On Friday, Judge Rakoff denied cross-motions for summary judgment in Sarah Palin’s defamation lawsuit against the New York Times. (See our earlier coverage here.) Palin argued that the “actual malice” standard for defamatory statements against public figures was no longer good law or did not apply to this case, while the Times argued that no reasonable jury could find that the allegedly defamatory statements were published with actual malice. The case will proceed to trial next Februrary.
Judge Rakoff declined what he described as a request “to ‘overrule’ New York Times v. Sullivan,” noting that the court was bound by Supreme Court precedent:
Perhaps recognizing that this Court is not free to disregard controlling precedent even if it were so inclined (which in this case it distinctly is not), plaintiff offers what she calls an alternative argument . . . that the actual malice rule, which was first articulated more than half a century ago in the days before the Internet and social media, has runs its course and should no longer govern our contemporary media landscape. Binding precedent does not, however, come with an expiration date.

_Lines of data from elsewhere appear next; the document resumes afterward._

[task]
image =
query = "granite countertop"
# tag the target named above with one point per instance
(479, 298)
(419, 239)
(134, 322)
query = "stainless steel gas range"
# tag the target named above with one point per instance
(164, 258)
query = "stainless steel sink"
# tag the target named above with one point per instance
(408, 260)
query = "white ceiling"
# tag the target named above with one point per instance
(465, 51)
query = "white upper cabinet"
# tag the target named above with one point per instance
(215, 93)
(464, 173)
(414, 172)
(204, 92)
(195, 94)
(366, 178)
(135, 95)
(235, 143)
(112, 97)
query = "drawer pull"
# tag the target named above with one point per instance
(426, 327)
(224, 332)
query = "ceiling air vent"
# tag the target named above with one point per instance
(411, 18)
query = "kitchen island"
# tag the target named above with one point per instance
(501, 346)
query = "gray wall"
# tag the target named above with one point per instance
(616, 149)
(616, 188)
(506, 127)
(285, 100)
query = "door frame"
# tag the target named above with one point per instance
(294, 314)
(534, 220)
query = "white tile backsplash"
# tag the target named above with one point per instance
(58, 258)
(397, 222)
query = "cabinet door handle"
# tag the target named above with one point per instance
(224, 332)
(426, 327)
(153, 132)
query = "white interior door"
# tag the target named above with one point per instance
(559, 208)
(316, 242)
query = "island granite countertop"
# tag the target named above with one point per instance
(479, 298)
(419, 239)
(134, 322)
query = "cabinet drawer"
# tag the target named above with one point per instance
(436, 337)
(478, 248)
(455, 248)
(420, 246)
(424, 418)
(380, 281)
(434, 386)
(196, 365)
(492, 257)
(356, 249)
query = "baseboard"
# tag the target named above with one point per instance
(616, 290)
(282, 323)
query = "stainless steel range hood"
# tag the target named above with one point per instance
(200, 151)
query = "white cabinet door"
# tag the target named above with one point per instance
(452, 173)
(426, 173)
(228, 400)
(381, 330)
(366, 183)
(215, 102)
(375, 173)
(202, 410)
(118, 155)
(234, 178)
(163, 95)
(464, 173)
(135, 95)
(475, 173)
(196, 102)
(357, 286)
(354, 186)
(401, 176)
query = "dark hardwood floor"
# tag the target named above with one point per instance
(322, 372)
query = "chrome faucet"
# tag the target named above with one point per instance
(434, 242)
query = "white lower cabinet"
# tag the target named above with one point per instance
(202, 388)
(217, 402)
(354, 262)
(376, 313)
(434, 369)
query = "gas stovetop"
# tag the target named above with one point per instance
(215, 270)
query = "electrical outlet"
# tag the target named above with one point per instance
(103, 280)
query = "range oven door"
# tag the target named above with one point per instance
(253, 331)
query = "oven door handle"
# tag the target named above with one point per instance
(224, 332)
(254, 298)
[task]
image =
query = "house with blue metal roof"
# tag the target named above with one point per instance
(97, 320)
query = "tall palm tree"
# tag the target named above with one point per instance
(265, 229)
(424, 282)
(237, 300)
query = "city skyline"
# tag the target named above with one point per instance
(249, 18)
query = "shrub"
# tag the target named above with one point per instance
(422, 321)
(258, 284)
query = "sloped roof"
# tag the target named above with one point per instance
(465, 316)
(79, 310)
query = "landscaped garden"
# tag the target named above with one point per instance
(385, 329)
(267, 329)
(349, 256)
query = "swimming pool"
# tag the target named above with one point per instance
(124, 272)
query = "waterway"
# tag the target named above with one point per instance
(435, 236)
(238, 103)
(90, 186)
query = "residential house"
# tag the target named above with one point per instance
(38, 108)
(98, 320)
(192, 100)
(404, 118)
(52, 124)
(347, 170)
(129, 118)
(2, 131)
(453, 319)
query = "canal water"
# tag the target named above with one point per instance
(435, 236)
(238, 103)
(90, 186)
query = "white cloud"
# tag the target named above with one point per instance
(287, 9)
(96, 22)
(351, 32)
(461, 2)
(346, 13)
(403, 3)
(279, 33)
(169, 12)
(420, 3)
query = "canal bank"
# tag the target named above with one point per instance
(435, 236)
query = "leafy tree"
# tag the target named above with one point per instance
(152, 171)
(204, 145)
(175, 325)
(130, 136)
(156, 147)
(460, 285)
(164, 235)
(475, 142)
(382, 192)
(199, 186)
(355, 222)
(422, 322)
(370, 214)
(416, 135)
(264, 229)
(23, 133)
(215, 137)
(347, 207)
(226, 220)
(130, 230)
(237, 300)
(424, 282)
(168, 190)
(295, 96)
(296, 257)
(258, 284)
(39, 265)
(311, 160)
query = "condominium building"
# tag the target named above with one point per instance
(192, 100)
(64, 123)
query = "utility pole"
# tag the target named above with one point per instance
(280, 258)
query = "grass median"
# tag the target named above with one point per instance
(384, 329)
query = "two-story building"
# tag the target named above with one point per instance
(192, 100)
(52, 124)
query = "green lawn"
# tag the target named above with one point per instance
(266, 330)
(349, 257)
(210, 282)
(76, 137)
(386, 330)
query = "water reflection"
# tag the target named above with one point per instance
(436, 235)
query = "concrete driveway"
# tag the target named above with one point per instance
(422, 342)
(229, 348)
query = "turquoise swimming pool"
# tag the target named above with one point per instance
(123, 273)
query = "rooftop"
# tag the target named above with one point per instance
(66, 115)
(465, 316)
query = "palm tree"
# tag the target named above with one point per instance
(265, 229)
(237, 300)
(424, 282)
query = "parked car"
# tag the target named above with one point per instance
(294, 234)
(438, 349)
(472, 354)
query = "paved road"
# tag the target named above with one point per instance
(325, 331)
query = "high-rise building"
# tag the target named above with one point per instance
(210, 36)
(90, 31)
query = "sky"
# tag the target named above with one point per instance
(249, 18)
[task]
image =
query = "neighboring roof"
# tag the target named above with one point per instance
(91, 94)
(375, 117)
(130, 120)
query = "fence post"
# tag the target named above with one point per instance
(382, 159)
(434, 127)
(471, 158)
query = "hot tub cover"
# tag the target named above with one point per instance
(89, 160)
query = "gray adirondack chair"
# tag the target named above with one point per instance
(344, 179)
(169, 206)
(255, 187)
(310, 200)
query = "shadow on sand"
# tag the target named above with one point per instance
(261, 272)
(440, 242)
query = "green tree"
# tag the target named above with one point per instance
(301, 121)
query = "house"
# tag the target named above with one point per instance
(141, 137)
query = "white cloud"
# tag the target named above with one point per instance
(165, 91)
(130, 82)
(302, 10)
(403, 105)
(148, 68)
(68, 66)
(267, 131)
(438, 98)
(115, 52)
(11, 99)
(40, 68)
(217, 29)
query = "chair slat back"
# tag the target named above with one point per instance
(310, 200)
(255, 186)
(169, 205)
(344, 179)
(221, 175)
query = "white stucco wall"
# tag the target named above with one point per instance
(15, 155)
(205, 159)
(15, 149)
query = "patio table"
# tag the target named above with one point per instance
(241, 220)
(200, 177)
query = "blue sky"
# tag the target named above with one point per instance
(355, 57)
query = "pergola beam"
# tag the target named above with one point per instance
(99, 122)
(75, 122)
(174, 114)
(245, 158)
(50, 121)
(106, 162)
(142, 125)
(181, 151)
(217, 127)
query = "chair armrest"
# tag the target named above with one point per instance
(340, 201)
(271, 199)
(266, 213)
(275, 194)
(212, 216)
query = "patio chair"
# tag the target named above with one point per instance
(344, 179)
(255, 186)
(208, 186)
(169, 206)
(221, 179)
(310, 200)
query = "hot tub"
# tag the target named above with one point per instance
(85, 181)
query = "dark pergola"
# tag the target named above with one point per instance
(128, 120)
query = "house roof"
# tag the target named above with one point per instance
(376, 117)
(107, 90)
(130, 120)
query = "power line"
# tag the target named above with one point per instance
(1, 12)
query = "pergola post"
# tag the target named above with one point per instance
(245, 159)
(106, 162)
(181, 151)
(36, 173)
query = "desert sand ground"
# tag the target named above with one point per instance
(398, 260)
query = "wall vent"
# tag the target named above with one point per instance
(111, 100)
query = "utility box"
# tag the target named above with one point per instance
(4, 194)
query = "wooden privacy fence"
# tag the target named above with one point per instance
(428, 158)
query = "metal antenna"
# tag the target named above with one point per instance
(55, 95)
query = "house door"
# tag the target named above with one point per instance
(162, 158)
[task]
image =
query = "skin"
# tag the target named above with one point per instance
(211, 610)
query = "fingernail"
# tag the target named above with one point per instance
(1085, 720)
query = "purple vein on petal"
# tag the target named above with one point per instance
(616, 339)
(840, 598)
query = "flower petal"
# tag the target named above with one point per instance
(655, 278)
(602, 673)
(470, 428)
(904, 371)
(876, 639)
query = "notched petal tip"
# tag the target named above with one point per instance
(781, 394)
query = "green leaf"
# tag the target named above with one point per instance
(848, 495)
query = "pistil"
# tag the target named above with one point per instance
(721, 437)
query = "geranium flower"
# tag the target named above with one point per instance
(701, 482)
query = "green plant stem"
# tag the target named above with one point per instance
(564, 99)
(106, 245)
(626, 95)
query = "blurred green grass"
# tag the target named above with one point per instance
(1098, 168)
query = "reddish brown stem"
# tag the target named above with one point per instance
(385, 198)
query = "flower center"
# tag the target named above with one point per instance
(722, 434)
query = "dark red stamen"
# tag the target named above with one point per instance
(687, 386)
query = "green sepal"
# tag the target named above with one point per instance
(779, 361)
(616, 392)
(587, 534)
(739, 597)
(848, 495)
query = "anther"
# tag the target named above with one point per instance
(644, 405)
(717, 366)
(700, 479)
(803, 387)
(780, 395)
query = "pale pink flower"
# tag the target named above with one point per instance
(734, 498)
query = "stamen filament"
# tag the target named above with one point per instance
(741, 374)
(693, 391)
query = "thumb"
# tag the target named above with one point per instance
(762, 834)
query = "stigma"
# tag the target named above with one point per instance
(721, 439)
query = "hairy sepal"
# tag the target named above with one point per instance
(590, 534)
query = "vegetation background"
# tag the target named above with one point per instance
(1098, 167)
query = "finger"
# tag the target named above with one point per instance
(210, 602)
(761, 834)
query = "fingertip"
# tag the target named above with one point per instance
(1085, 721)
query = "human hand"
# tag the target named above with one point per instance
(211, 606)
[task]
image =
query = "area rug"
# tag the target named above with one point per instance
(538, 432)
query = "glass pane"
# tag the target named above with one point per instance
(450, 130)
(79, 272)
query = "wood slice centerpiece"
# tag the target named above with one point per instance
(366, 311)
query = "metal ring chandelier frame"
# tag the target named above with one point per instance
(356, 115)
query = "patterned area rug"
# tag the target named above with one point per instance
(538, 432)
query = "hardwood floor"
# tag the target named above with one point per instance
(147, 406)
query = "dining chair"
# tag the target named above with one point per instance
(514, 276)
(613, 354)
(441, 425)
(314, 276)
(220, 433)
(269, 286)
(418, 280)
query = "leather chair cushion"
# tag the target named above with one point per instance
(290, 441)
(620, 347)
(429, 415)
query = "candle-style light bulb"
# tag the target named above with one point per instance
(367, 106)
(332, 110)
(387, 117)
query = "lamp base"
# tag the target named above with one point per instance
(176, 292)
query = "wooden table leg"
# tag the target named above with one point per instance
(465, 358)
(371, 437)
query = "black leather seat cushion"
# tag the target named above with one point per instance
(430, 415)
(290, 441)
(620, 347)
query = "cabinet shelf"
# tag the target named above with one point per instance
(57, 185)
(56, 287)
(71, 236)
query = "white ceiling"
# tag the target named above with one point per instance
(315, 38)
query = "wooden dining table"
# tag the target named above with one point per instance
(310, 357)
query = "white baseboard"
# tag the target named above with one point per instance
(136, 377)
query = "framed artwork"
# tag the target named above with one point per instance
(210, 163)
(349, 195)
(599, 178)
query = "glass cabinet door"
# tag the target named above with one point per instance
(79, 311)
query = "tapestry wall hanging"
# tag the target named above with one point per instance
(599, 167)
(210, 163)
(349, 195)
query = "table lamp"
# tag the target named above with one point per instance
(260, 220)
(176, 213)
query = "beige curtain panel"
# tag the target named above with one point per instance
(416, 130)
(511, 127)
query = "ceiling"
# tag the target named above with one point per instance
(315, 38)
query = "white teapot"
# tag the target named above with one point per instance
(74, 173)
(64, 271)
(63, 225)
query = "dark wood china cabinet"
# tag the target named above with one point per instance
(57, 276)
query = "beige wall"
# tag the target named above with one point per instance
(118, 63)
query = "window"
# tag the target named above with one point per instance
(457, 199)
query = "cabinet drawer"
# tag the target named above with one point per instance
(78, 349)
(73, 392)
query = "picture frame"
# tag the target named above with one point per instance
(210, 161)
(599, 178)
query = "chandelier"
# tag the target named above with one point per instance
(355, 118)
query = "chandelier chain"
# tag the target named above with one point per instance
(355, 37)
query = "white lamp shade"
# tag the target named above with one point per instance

But Judge Rakoff also found that Palin had established triable issues of fact as to actual malice:
Ultimately, while much of plaintiff’s evidence is circumstantial, as is often the case when actual malice is at issue, and while there is arguably contrary evidence as well, the Court finds that, taking the evidence in the light most favorable to plaintiff, she has sufficiently pointed to enough triable issues of fact that would enable a jury to find by clear and convincing evidence that Bennet knew, or was reckless not to know, that his words would convey the meaning in the minds of the readers that plaintiff asserts was libelous, to wit, that she bore a direct responsibility for the Loughner shooting.